= Craig tube =

Laboratory glassware

A Craig tube is an item of apparatus used in small-scale (up to about 100 mg) preparative and analytical chemistry, particularly for recrystallisation. It was invented by Lyman C. Craig and Otto W. Post.

A Craig tube consists of two parts. The first is a stout-walled test tube with a working volume of about 1–5 ml (say, 7–8 cm in length and 1–1.5 cm in diameter). There is a constriction towards the open end of the tube. The second is a loosely fitting, generally cylindrical stopper, possibly with a teardrop-shaped head, of glass or of another inert material such as PTFE, which seats on the constriction.

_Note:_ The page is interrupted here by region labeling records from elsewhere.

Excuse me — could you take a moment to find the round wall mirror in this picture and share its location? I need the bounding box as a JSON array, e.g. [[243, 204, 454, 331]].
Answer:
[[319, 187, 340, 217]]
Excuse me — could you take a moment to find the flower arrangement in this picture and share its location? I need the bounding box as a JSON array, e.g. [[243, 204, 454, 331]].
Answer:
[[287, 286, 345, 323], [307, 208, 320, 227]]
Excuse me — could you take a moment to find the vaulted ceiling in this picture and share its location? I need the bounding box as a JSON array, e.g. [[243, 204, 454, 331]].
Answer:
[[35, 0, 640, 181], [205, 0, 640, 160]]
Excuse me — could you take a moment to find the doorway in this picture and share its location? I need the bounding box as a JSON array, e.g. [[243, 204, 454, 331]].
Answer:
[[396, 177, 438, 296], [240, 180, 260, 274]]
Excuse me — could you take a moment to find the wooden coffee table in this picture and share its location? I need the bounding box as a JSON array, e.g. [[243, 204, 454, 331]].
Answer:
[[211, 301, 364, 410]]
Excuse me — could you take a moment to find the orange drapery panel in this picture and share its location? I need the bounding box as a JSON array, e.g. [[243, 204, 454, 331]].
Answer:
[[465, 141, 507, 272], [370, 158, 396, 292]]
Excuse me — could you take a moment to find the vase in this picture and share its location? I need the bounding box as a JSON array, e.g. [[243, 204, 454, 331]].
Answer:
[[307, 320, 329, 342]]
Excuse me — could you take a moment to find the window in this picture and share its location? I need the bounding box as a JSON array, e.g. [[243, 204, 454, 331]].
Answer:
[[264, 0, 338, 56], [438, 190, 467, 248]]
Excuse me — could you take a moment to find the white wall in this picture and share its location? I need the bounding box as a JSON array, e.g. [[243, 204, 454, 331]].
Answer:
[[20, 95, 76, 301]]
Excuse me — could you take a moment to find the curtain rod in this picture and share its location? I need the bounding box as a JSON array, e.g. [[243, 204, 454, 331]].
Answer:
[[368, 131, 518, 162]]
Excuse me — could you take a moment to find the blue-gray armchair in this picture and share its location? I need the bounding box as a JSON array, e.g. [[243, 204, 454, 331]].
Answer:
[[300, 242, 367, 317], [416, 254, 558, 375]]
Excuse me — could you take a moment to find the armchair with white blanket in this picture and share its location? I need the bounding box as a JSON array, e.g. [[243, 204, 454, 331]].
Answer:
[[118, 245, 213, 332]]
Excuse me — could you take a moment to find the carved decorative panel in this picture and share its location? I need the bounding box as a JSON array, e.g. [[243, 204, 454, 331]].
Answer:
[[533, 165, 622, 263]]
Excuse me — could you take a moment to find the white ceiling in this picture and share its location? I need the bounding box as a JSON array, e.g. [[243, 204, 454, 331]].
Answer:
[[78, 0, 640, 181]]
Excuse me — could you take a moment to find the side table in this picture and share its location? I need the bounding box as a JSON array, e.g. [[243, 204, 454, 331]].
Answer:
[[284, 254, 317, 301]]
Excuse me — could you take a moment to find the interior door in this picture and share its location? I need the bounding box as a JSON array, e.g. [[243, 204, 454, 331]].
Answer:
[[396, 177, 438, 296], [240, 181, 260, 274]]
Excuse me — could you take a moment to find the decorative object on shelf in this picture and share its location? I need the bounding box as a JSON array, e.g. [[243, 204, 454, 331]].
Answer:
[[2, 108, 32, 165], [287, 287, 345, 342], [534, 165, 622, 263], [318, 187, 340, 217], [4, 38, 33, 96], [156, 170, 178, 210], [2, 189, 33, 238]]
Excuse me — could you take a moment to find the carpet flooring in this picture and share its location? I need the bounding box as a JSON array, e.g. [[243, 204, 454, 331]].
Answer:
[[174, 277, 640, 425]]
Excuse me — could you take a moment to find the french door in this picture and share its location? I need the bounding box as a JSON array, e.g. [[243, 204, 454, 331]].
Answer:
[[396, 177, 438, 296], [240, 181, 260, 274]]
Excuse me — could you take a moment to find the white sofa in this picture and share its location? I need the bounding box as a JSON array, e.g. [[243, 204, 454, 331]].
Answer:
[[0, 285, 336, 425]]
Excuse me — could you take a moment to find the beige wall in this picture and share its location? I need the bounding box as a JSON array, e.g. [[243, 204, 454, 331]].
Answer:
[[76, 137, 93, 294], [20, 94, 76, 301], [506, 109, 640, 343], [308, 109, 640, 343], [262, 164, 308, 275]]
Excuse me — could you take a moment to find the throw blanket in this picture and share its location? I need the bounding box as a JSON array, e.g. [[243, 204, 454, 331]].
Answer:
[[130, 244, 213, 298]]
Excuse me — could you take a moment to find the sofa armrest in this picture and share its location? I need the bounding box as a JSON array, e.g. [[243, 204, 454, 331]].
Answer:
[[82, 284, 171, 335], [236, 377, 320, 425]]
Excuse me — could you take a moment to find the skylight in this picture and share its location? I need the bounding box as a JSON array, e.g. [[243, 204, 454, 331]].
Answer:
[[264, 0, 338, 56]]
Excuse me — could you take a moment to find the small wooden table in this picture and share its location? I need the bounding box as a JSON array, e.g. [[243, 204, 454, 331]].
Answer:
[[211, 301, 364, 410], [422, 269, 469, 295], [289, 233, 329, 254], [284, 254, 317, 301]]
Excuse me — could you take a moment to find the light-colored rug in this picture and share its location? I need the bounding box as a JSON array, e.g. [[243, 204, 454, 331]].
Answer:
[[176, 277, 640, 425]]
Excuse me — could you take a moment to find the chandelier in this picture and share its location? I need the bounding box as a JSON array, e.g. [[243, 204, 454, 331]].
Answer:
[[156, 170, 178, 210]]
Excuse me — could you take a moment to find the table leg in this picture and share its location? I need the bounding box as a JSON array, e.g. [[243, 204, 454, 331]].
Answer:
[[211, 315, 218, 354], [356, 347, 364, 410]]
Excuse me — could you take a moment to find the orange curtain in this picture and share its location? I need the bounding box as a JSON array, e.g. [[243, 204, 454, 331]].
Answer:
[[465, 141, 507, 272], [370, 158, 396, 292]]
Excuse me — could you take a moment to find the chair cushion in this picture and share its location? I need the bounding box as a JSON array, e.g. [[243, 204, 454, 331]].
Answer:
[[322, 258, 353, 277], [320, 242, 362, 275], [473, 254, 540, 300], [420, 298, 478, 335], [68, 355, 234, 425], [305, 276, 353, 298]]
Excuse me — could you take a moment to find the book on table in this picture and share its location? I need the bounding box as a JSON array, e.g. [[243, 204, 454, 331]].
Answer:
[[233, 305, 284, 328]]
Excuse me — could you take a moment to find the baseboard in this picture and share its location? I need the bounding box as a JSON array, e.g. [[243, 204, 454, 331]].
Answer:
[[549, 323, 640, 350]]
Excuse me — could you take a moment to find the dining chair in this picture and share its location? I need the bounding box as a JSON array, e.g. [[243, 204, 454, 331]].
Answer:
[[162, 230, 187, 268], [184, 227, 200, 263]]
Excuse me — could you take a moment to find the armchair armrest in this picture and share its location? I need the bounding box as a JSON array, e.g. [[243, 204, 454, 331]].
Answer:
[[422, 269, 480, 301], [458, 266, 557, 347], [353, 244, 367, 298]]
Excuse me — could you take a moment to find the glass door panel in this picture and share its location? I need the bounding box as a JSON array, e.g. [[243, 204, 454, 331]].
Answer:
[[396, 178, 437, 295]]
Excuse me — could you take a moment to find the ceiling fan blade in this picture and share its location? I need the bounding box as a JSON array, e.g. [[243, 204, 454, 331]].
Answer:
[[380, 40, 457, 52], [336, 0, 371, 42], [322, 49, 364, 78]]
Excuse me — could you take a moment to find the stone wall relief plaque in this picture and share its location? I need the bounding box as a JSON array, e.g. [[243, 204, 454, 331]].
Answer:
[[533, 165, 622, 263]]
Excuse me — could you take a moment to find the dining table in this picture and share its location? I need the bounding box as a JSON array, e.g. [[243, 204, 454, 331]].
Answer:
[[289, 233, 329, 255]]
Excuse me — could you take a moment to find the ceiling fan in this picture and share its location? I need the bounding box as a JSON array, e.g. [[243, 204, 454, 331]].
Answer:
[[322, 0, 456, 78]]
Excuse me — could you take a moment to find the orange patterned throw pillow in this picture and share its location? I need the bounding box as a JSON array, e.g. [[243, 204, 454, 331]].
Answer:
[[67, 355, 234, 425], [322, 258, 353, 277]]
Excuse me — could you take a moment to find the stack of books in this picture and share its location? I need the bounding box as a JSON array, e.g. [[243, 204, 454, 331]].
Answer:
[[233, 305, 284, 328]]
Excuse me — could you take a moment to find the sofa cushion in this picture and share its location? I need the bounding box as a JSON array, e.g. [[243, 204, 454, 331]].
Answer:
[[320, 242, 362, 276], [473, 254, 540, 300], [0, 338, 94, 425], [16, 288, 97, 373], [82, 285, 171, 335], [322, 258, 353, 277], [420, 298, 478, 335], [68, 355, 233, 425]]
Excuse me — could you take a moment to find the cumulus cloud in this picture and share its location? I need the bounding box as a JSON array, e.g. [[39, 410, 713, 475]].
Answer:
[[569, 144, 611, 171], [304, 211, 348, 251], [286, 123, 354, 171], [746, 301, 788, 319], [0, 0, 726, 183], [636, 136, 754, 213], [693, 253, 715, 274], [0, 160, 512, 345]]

Recrystallisation is carried out in the usual manner, by dissolving the solid to be purified in a solvent and causing crystals of the solid to form. The stopper can be used to protect the solution from atmospheric contamination. The crystals are separated from the mother liquor by placing the tube and stopper – inverted – in a centrifuge tube, followed by centrifugation. The stopper allows the mother liquor to pass into the centrifuge tube but retains the crystals, which can subsequently be recrystallised again or collected.

The apparatus has the advantages that the crystallised product is relatively dry, is free from contamination by fibres from filter paper, and can be recovered more efficiently than from a sinter funnel.

Craig tubes can be made by competent glassblowers, and are also available commercially.